The world has become a far riskier place to do business. As on-line business continues to grow, organisations must face the risks that come with outsourcing and using third party services, larger supply chains and the increase in cyber attacks and cyber fraud. In this modern age, businesses have a dependence on IT, networks and wireless and mobile communications; all of which come with their own security issues.
The driving force for a successful business is to have the right information at the right time, in order to make well-informed decisions. Not only is information the key to business success, but the protection of this information is equally important.
According to a survey carried out by the Ponemon Institute, 90% of businesses that took part have fallen victim to a cyber security breach at least once in the past 12 months. What can be a more daunting statistics?
The survey showed that for 59% of the respondents the most severe consequence of any breach was the theft of information assets followed by business disruption.
There have been recent cyber attacks on high profile organisations including Sony, Nintendo, Google Gmail, Citi Bank and the International Monetary Fund (IMF). Oh, should we mention Arizona State Police too?

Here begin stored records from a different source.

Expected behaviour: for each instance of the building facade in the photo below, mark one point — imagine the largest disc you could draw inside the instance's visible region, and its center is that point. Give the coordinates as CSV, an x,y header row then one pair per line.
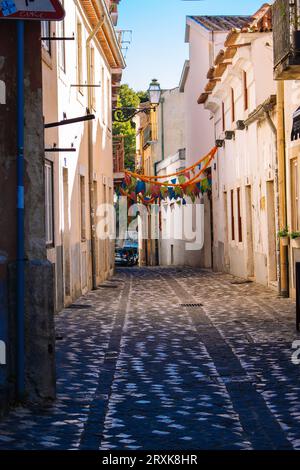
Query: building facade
x,y
80,78
205,36
286,64
170,157
242,100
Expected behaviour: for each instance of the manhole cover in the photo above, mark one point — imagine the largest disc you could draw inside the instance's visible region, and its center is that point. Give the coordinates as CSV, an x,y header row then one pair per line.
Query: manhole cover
x,y
108,286
79,306
191,305
240,283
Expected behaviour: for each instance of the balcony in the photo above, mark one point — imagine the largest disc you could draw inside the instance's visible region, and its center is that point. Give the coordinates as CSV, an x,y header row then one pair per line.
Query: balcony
x,y
286,34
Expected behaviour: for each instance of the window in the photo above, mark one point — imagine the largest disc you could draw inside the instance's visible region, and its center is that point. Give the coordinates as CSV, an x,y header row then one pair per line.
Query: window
x,y
245,86
49,212
79,57
232,105
223,116
46,33
232,216
295,194
61,44
239,215
82,208
93,95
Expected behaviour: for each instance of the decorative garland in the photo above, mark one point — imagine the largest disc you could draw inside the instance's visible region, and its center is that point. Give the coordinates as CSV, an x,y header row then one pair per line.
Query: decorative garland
x,y
184,183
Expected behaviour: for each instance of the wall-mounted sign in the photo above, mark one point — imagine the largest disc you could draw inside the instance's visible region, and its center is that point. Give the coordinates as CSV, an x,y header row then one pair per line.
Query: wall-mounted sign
x,y
31,10
296,125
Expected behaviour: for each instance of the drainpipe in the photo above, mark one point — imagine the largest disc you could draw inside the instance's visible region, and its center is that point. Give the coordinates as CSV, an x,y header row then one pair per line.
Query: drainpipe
x,y
20,215
284,284
91,156
277,204
155,168
162,129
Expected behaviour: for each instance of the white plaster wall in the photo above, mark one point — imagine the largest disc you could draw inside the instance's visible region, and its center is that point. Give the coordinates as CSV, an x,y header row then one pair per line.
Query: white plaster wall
x,y
65,98
248,160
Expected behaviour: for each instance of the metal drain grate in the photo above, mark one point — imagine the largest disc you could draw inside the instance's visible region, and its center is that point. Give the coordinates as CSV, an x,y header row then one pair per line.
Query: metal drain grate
x,y
191,305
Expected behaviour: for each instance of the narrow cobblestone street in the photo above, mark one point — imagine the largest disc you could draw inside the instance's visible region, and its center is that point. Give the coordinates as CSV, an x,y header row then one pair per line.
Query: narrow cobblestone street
x,y
137,370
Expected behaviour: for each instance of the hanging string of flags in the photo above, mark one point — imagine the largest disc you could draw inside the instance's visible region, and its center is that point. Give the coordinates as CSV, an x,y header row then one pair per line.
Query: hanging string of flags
x,y
188,182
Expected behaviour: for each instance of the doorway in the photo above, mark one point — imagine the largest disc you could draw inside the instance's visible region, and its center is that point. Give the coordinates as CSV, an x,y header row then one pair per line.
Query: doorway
x,y
249,226
272,268
66,236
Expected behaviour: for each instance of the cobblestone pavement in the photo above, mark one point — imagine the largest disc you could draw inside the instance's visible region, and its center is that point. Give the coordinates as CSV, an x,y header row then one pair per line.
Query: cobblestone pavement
x,y
137,370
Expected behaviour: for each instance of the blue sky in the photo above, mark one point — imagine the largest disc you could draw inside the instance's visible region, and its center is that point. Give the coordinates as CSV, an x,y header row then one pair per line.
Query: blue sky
x,y
157,49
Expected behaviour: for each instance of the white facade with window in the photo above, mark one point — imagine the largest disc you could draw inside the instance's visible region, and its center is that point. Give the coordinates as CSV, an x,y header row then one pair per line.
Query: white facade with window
x,y
77,77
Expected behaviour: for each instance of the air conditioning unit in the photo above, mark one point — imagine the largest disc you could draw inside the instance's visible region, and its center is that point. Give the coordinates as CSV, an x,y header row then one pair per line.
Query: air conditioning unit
x,y
240,125
229,135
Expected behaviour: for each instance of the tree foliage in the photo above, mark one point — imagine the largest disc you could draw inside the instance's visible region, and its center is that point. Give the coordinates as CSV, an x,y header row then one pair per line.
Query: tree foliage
x,y
128,98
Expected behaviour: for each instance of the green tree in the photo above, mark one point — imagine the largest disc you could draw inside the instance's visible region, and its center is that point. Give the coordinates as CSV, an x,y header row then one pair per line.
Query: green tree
x,y
128,98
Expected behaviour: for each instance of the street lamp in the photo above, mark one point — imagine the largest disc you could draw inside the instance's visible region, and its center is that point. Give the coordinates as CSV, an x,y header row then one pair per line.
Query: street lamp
x,y
154,92
126,114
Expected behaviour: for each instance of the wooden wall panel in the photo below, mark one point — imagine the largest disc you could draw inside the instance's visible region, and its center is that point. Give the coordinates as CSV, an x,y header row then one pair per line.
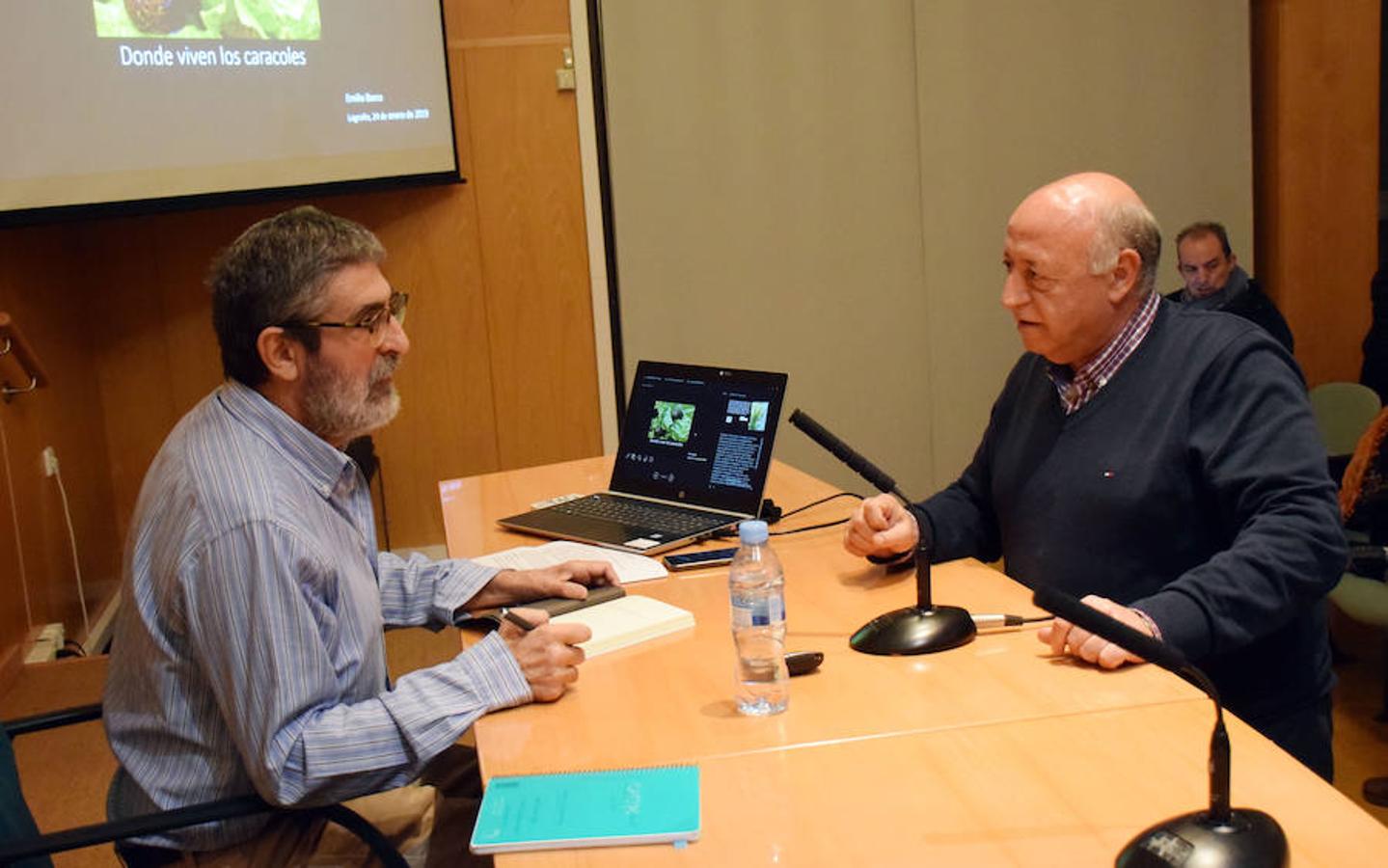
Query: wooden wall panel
x,y
504,19
1316,173
534,261
40,286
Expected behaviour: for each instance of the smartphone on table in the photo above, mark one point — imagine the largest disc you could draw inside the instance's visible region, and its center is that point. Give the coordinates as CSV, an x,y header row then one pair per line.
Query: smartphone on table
x,y
697,560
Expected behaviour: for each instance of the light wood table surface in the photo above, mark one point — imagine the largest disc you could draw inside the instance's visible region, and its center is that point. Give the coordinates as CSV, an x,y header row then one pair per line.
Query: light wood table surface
x,y
992,753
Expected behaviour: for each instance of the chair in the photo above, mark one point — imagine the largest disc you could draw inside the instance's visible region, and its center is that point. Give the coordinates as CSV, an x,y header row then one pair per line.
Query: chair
x,y
22,845
1366,602
1343,413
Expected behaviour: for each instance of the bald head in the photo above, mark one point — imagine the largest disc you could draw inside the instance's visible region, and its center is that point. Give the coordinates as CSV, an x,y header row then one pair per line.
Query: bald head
x,y
1110,213
1081,255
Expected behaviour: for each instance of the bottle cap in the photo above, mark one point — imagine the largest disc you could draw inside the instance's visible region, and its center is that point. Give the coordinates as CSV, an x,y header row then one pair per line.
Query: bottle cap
x,y
752,532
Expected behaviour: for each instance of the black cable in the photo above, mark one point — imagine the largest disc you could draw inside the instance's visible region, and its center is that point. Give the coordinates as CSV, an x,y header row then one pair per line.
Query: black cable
x,y
385,517
822,501
732,533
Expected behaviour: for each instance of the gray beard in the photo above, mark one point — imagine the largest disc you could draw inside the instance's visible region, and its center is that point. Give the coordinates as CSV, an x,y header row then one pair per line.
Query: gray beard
x,y
339,410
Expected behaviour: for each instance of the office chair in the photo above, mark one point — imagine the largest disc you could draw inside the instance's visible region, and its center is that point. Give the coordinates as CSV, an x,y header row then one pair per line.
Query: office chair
x,y
1343,413
22,845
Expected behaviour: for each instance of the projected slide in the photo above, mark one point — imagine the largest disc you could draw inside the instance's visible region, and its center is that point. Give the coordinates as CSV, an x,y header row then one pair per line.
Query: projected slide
x,y
208,18
116,100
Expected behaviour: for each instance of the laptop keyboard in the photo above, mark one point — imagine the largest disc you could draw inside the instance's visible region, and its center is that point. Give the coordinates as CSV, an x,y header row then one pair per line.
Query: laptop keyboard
x,y
640,514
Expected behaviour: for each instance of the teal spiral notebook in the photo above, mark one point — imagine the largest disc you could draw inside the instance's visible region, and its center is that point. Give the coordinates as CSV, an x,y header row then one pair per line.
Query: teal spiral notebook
x,y
600,808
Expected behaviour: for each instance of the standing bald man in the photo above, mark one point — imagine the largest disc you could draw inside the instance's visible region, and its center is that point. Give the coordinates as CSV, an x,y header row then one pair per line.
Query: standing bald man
x,y
1160,463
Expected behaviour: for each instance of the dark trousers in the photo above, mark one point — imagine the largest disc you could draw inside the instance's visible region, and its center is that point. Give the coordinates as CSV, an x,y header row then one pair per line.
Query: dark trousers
x,y
1306,735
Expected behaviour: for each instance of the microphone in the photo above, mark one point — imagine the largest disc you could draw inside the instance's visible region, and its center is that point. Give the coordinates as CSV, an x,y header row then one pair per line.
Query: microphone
x,y
844,453
1219,835
915,630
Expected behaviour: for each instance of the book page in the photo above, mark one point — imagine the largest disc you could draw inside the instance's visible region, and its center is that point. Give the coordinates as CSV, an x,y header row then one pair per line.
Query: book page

Are cyber attacks on the rise?
Whilst only 43% of the respondents in the survey indicated that there was a significant increase in the frequency of cyber attacks, however 77% of them believe that the attacks have become more severe. 34% said they had low confidence in the ability of their organisation’s IT infrastructure to prevent a network security breach in the future. Astonishingly, only 11% of respondents knew the source of all their network’s security breaches.
So what is wrong?
The huge increase in cyber attacks this year is due, in part, to organisations failing to adopt effective security. The recession has contributed to a cutback in manpower, leaving many companies’ IT security departments understaffed. Additionally, the growing use of connected technology by employees means that corporate data is increasingly being downloaded and stored on private devices, raising further security risks.
The increasing threats to organisations worldwide from cyber attacks needs to be addressed by better information security management, using established standards such as ISO 27001. In order to protect the confidentiality, availability and integrity of the information assets, implementing ISO 27001 is the first logic step towards developing an efficient cyber security strategy.
Information security – a concern for all
The cost of cyber attacks to business and business continuity are enormous and the stakes are high. Now is the time for CEOs, CFOs, CIOs and management staff to ask themselves these questions: When was the last time you discussed information security issues at your board meetings or tested your system? Does your organisation have an ongoing security training programme? Does it implement a best practice approach? If you don’t know the answer to these questions, then you would know who to blame, if you get hacked. Or maybe you still think that cyber attacks only affect others, but not you? Perhaps those at Citibank and Sony were thinking just the same.